The aim of this study was to elucidate the molecular basis for cysteine transport by EAAT3. Two residues close to the substrate binding site that are conserved in EAAT3 and ASCT1 but not in EAAT1,2,4,5 are Ile330 and Val411. These residues were mutated to the equivalent residues in EAAT1 (Thr362 and Ile444) (I330T, V411I). Wild type EAAT3 and the mutant transporters I330T and V411I were expressed in Xenopus laevis oocytes and transport properties were examined using the two electrode voltage clamp technique. I330T displays reduced maximal transport and increased affinity for cysteine (K0.5 of 69 ± 9 μM, n=7) compared to wildtype EAAT3 (K0.5 of 122 ± 12 μM, n=7). Similarly I330T had reduced maximal transport and increased glutamate affinity (K0.5 of 15 ± 1 μM, n=7) compared to wildtype EAAT3 (K0.5 of 39 ± 3 μM, n=14); while V411I displays similar maximal transport and affinity for cyteine and glutamate (K0.5 of 79 ± 9 μM, n=6; K0.5 of 24 ± 2 μM, n=6) respectively compared to wildtype EAAT3. Although I330T displayed a subtle increase in substrate affinity, we conclude that neither I330 nor V411 are responsible for the ability of EAAT3 to transport cysteine. We are currently investigating other residues in the substrate binding domain that are unique to EAAT3 and ASCT1.

Aoyama K, Suh SW, Hamby AM, Liu J, Chan WY, Chen Y, Swanson RA. (2005) Neuronal glutathione deficiency and age-dependent neurodegeneration in the EAAC1 deficient mouse. Nature Neuroscience 9: 119-126.

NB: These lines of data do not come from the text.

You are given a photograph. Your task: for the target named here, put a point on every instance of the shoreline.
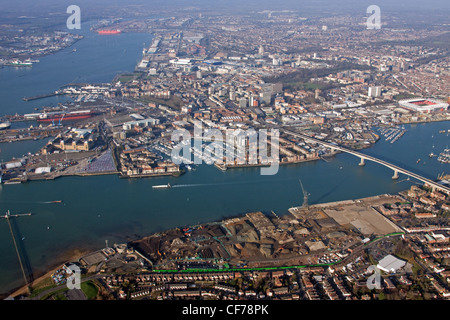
(68, 256)
(75, 254)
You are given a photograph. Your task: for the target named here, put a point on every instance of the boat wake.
(193, 185)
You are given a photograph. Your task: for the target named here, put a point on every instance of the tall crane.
(305, 195)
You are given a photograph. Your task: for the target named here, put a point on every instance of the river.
(100, 208)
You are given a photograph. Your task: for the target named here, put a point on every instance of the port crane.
(305, 195)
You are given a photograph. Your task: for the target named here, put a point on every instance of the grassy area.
(89, 289)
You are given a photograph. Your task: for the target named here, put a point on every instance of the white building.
(390, 264)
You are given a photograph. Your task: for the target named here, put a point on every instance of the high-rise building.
(261, 50)
(266, 97)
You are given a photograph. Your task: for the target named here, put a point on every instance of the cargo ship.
(65, 116)
(108, 31)
(163, 186)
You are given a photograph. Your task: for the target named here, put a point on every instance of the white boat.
(162, 186)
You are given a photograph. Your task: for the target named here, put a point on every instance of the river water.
(100, 208)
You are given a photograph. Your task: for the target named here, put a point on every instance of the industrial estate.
(342, 90)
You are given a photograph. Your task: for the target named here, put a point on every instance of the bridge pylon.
(395, 176)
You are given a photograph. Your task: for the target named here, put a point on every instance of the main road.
(434, 185)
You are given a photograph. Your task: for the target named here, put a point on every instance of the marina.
(393, 134)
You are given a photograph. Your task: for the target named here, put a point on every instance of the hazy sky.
(97, 7)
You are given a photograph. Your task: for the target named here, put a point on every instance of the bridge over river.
(334, 147)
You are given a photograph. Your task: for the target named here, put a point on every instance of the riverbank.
(42, 279)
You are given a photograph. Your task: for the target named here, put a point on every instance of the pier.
(56, 93)
(334, 147)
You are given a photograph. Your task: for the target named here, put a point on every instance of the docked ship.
(65, 116)
(18, 63)
(103, 32)
(5, 125)
(162, 186)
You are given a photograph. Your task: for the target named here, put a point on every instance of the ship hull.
(63, 119)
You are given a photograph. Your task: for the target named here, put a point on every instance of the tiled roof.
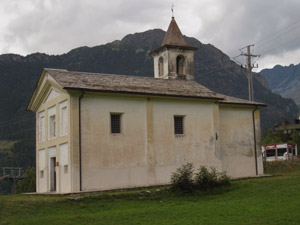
(138, 85)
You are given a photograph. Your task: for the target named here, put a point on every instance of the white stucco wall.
(113, 160)
(147, 151)
(237, 141)
(47, 147)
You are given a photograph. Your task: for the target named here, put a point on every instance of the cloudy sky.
(57, 26)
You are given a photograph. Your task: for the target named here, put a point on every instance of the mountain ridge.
(130, 56)
(284, 80)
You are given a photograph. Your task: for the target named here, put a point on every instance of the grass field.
(267, 200)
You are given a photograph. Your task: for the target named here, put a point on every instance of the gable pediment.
(52, 94)
(46, 90)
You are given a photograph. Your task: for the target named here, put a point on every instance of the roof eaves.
(143, 94)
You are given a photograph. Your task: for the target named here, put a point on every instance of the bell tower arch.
(175, 58)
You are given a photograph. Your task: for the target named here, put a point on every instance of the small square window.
(52, 129)
(65, 168)
(115, 123)
(178, 124)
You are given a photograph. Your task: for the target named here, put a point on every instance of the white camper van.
(279, 152)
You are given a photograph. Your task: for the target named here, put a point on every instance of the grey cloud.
(56, 27)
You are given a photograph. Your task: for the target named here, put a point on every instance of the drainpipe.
(79, 120)
(254, 133)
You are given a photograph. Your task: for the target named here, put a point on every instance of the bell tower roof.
(174, 36)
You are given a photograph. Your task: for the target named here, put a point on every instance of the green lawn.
(268, 200)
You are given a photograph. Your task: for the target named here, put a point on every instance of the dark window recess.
(115, 121)
(178, 124)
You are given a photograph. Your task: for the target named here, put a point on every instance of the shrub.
(184, 179)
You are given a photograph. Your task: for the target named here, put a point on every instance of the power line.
(274, 34)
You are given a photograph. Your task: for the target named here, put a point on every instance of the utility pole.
(249, 67)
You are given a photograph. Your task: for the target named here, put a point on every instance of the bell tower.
(175, 58)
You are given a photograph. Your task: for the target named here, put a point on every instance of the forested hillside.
(284, 80)
(130, 56)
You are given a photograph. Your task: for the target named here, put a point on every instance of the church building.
(99, 131)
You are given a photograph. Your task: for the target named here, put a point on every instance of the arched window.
(180, 65)
(161, 67)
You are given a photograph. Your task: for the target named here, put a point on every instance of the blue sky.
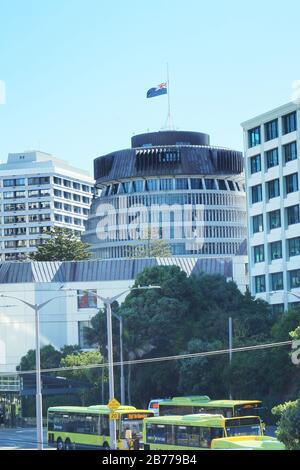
(77, 71)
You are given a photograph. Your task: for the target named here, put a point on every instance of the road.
(20, 438)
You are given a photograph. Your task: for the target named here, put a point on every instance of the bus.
(205, 432)
(76, 427)
(203, 404)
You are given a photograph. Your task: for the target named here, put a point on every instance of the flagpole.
(169, 104)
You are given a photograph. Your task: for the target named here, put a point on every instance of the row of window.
(71, 196)
(289, 124)
(170, 184)
(275, 250)
(292, 216)
(276, 281)
(273, 188)
(271, 157)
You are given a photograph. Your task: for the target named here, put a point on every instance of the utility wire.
(157, 359)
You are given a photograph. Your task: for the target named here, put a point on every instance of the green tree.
(288, 430)
(63, 245)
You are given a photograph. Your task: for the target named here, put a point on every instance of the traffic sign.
(113, 404)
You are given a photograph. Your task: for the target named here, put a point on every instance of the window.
(166, 184)
(290, 152)
(258, 223)
(86, 299)
(196, 183)
(255, 164)
(289, 123)
(259, 254)
(254, 137)
(181, 183)
(271, 130)
(210, 184)
(293, 215)
(291, 183)
(272, 158)
(294, 278)
(273, 188)
(274, 219)
(256, 192)
(260, 284)
(276, 250)
(294, 246)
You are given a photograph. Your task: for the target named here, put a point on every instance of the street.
(19, 438)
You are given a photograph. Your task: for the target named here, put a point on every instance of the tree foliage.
(63, 245)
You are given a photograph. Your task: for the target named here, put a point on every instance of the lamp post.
(39, 405)
(108, 301)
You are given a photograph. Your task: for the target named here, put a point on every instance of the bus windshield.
(134, 423)
(243, 427)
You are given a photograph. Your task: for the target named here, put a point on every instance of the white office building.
(37, 192)
(272, 166)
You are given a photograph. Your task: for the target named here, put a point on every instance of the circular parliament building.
(172, 186)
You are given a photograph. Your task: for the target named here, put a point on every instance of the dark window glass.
(291, 183)
(271, 130)
(289, 123)
(260, 284)
(274, 219)
(290, 152)
(295, 278)
(256, 193)
(272, 158)
(255, 163)
(258, 223)
(273, 188)
(294, 246)
(293, 215)
(254, 137)
(259, 254)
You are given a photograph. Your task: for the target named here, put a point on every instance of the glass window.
(272, 158)
(196, 183)
(290, 152)
(210, 184)
(294, 246)
(258, 223)
(276, 250)
(293, 215)
(260, 284)
(255, 164)
(166, 184)
(271, 130)
(256, 192)
(181, 183)
(86, 299)
(291, 183)
(273, 188)
(259, 254)
(289, 123)
(254, 137)
(274, 219)
(295, 278)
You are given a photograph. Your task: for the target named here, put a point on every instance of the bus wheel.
(68, 445)
(59, 444)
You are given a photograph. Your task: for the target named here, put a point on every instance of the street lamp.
(39, 410)
(108, 301)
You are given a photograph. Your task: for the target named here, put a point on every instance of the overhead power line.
(157, 359)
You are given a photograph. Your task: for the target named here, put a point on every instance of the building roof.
(105, 270)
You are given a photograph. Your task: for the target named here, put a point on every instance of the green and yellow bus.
(205, 431)
(76, 427)
(203, 404)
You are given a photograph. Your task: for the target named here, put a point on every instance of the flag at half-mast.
(161, 89)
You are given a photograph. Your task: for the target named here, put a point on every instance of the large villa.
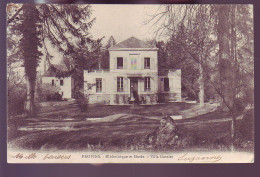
(133, 71)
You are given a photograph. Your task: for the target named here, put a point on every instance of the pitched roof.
(132, 43)
(54, 69)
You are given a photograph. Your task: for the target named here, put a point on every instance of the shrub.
(82, 101)
(16, 100)
(47, 92)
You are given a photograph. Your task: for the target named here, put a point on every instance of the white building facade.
(133, 69)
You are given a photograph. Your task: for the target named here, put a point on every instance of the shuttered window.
(120, 63)
(120, 84)
(147, 84)
(98, 84)
(147, 63)
(166, 84)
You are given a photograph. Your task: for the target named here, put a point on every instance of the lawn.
(63, 127)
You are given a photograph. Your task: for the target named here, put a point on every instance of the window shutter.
(103, 85)
(125, 80)
(115, 63)
(125, 63)
(93, 83)
(114, 85)
(142, 63)
(141, 88)
(152, 83)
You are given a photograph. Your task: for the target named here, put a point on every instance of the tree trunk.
(30, 102)
(226, 70)
(201, 86)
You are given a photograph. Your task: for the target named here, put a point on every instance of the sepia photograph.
(130, 83)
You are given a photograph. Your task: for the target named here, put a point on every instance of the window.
(133, 58)
(147, 84)
(119, 62)
(98, 84)
(166, 84)
(146, 63)
(120, 84)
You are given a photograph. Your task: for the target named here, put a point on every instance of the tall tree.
(65, 27)
(228, 64)
(29, 45)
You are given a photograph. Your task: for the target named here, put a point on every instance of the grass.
(52, 131)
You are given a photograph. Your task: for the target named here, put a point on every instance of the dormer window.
(119, 62)
(147, 63)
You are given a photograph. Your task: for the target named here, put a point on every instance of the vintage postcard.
(130, 83)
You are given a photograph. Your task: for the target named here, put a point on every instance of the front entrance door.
(133, 88)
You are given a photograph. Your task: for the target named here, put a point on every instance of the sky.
(122, 21)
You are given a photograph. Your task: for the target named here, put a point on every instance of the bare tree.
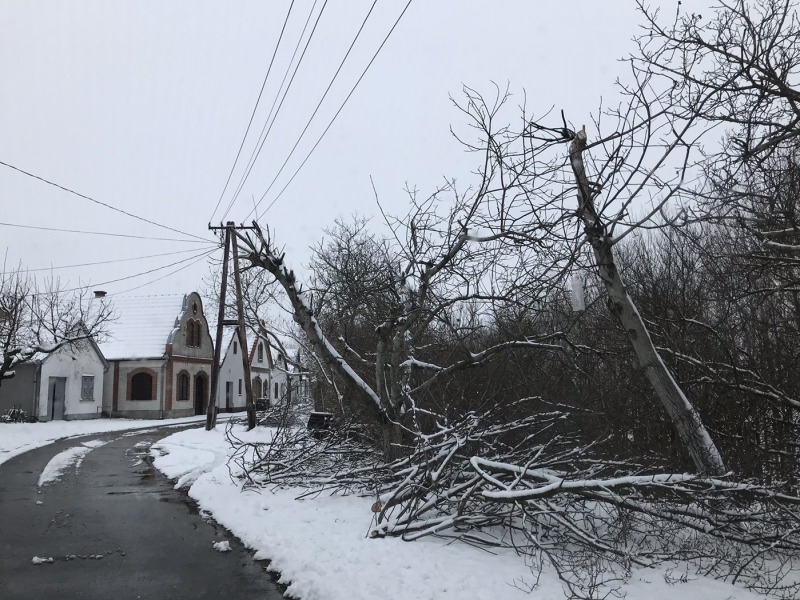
(39, 319)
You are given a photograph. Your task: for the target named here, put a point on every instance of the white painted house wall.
(72, 364)
(231, 371)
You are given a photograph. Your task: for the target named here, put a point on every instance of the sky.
(144, 105)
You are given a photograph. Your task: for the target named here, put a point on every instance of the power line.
(263, 137)
(163, 276)
(102, 262)
(196, 258)
(114, 208)
(138, 237)
(333, 119)
(252, 116)
(311, 118)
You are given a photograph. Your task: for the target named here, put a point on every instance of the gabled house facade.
(269, 372)
(64, 385)
(160, 354)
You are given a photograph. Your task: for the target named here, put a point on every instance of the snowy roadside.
(16, 438)
(320, 547)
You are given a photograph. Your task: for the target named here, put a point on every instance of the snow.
(61, 462)
(321, 548)
(142, 326)
(16, 438)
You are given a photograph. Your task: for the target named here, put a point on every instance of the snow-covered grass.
(320, 546)
(16, 438)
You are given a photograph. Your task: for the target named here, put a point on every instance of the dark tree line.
(657, 418)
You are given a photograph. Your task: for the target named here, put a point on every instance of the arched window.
(190, 332)
(183, 386)
(198, 333)
(142, 386)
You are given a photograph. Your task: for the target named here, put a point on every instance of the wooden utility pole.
(230, 240)
(248, 384)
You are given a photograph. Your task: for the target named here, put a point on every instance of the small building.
(160, 354)
(63, 385)
(269, 371)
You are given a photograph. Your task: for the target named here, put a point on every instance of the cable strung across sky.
(104, 204)
(255, 108)
(264, 130)
(255, 208)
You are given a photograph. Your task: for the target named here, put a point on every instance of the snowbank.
(320, 545)
(16, 438)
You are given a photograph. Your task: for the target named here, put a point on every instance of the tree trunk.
(685, 419)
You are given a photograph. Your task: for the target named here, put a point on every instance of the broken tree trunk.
(685, 419)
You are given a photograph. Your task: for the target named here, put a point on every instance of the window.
(142, 386)
(190, 333)
(87, 388)
(183, 387)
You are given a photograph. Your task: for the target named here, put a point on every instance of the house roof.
(142, 326)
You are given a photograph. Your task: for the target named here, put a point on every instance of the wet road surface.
(115, 528)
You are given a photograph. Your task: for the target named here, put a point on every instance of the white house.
(64, 385)
(269, 371)
(70, 383)
(161, 354)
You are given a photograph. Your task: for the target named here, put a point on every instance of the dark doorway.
(56, 388)
(200, 391)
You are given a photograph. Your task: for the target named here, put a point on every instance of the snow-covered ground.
(321, 549)
(16, 438)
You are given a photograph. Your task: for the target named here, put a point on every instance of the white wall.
(73, 364)
(231, 370)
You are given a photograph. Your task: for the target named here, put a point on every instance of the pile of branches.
(529, 484)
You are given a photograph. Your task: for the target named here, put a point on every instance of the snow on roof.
(142, 326)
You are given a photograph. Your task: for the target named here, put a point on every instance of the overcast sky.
(143, 105)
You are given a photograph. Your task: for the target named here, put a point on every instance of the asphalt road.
(130, 533)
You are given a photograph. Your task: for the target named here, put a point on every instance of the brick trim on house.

Chen Y, Swanson RA. (2003) The glutamate transporters EAAT2 and EAAT3 mediate cysteine uptake in cortical neuron cultures. Journal of Neurochemistry 84: 1332-1339.

Danbolt NC. (2001) Glutamate uptake. Progress in Neurobiology 65: 1-105.

Zerangue N, Kavanaugh MP. (1996) Interaction of L-cysteine with a human excitatory amino acid transporter. The Journal of Physiology 493: 419-23.